Question 3 True / False
In the worst case, KMP may still re-examine the same text character multiple times.
TTrue
FFalse
Answer: False
False — a key guarantee of KMP is that the text pointer never moves backward. Each text character is examined at most a constant number of times, giving O(n + m) total comparisons including the O(m) preprocessing step. The failure function ensures that after any mismatch, the pattern pointer shifts backward within the pattern (not the text), so previously examined text positions are never revisited. This is the fundamental improvement over naive matching, which can re-examine the same text characters many times.
Question 4 True / False
Boyer-Moore is generally faster than KMP in practice because it can skip large portions of the text without examining every character.
TTrue
FFalse
Answer: True
True — Boyer-Moore reads the pattern right-to-left and uses two heuristics (bad character rule and good suffix rule) to jump the pattern forward by potentially many positions at once. In the best case it achieves O(n/m) character comparisons — it can skip entire chunks of text. KMP guarantees O(n+m) in the worst case but examines every text character at least once. For real-world inputs like searching through long documents with moderate-length patterns, Boyer-Moore's average-case performance typically surpasses KMP, which is why it underlies tools like grep.
Question 5 Short Answer
Explain the key insight that makes KMP more efficient than naive string matching. What does it avoid doing that the naive algorithm does?

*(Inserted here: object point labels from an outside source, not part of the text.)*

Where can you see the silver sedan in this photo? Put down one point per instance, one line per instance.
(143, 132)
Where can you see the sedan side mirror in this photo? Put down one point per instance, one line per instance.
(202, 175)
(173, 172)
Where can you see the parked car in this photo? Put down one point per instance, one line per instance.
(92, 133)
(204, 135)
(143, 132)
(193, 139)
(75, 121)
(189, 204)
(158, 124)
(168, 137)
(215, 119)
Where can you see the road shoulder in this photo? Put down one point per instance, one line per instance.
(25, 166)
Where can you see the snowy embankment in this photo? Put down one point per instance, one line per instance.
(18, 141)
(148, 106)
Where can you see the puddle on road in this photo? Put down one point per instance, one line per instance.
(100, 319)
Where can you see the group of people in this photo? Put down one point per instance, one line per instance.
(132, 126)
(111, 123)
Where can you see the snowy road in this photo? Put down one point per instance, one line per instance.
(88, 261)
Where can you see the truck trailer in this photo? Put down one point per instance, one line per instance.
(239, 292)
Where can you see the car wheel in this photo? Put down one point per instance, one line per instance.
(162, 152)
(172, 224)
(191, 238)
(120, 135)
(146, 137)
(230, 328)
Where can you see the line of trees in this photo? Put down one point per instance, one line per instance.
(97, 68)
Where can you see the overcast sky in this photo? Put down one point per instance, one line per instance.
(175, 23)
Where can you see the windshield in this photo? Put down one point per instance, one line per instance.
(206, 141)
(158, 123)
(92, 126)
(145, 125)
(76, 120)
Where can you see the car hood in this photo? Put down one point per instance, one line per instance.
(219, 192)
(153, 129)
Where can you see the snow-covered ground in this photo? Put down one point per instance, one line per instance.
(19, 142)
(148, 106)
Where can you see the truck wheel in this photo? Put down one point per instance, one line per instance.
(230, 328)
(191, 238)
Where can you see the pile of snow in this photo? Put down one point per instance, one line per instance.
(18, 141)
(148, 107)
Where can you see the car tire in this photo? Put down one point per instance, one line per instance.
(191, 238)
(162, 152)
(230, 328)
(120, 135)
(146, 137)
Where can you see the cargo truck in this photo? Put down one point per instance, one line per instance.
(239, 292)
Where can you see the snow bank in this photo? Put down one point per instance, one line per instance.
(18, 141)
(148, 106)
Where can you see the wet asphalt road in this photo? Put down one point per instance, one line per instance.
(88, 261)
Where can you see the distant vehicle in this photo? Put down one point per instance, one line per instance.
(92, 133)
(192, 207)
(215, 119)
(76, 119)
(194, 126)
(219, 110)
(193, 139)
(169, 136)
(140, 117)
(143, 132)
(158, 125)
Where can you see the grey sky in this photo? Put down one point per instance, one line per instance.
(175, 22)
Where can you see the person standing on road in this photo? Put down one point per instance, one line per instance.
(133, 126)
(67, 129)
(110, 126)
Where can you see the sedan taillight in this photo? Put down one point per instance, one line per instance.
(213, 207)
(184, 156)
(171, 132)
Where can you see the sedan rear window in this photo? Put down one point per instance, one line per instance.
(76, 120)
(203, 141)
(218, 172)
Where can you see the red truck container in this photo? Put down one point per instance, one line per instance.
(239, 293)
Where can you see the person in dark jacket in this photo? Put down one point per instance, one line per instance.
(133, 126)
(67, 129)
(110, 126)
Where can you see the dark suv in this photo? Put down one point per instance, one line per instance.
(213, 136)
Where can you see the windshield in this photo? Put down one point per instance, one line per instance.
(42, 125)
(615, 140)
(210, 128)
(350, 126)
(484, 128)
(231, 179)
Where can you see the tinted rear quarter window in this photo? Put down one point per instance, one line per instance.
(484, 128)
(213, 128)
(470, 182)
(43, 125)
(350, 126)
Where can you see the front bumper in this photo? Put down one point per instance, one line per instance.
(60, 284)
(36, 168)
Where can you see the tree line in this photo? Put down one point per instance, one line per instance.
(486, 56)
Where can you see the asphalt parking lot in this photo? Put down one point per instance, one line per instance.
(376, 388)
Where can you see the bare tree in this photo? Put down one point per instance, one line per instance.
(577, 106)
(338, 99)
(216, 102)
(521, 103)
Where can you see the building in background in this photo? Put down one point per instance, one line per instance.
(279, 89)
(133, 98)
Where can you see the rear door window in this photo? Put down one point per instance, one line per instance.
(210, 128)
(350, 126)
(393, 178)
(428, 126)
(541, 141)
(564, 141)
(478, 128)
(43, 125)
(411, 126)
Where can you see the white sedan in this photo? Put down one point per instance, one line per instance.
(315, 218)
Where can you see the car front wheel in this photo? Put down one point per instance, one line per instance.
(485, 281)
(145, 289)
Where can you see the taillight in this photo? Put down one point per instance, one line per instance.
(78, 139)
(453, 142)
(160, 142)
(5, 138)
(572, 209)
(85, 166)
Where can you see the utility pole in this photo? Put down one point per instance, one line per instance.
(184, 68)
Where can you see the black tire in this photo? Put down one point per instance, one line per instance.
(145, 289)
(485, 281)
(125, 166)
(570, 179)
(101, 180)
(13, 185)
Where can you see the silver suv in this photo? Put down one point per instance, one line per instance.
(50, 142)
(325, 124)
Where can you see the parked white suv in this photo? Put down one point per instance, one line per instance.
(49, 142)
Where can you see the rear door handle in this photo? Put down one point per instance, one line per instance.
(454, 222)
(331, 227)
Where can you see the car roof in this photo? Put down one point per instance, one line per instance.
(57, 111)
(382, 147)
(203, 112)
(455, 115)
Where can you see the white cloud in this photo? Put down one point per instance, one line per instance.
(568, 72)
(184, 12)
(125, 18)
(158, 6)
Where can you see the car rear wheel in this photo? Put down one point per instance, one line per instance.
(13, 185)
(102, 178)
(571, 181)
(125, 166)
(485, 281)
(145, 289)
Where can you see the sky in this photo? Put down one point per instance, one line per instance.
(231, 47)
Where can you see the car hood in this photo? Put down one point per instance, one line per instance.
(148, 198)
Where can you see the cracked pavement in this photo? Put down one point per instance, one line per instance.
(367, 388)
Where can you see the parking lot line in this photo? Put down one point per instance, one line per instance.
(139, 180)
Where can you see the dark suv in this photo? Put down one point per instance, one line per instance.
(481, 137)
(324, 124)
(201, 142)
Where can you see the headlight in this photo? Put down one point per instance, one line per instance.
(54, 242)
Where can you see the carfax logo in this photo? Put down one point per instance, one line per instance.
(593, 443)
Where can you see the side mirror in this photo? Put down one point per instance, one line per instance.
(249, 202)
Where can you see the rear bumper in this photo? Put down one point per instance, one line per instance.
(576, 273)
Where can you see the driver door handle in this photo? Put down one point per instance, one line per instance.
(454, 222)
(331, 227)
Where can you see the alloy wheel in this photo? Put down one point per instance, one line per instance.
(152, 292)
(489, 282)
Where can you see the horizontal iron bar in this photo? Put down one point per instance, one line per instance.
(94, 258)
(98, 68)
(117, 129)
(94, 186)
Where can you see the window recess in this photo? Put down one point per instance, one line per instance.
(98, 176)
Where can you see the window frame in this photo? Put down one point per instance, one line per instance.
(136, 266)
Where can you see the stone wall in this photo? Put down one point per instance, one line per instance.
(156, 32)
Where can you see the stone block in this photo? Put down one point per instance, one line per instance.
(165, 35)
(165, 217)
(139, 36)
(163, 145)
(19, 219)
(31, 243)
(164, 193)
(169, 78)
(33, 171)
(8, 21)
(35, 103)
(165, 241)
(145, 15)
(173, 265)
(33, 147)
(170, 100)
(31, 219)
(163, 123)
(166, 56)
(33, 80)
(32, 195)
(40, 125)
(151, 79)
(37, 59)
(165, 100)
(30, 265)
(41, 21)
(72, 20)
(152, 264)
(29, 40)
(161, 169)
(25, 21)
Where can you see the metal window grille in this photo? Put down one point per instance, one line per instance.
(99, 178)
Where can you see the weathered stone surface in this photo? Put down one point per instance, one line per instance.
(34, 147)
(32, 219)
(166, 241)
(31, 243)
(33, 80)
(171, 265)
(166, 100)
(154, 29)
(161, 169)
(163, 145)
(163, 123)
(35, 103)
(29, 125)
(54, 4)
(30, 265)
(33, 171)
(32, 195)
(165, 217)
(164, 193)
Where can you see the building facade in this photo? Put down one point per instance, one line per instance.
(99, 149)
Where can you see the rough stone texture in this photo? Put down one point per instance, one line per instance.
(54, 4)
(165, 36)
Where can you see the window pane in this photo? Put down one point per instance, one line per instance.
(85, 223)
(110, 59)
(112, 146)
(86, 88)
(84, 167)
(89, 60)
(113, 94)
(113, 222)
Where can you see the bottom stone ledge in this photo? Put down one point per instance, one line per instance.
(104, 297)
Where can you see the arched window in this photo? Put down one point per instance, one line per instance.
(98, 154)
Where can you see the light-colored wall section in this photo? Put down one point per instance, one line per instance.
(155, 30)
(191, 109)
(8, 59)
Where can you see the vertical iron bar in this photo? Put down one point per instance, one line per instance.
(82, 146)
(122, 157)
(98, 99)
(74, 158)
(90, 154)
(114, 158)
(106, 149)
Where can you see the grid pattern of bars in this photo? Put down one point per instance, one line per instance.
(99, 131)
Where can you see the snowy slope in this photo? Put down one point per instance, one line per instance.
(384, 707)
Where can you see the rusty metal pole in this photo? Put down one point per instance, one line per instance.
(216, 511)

Think about your answer, then reveal below.
Model answer: KMP avoids re-examining text characters that were already part of a partial match. The naive algorithm, after failing at text position i + j (having matched j characters), slides one position and restarts from pattern position 0 — re-comparing characters it already knows match. KMP's failure function encodes the pattern's self-overlap: it tells the algorithm the farthest it can shift the pattern while still preserving whatever prefix already aligns with the text. The text pointer only ever moves forward, so each character is examined at most twice, giving O(n+m) time versus O(nm) worst case for the naive approach.
The insight is that a partial match is information, not wasted work. The failure function extracts the maximum reuse from that information. Boyer-Moore takes the complementary approach — working right-to-left and using mismatches to skip forward — which is often even faster in practice.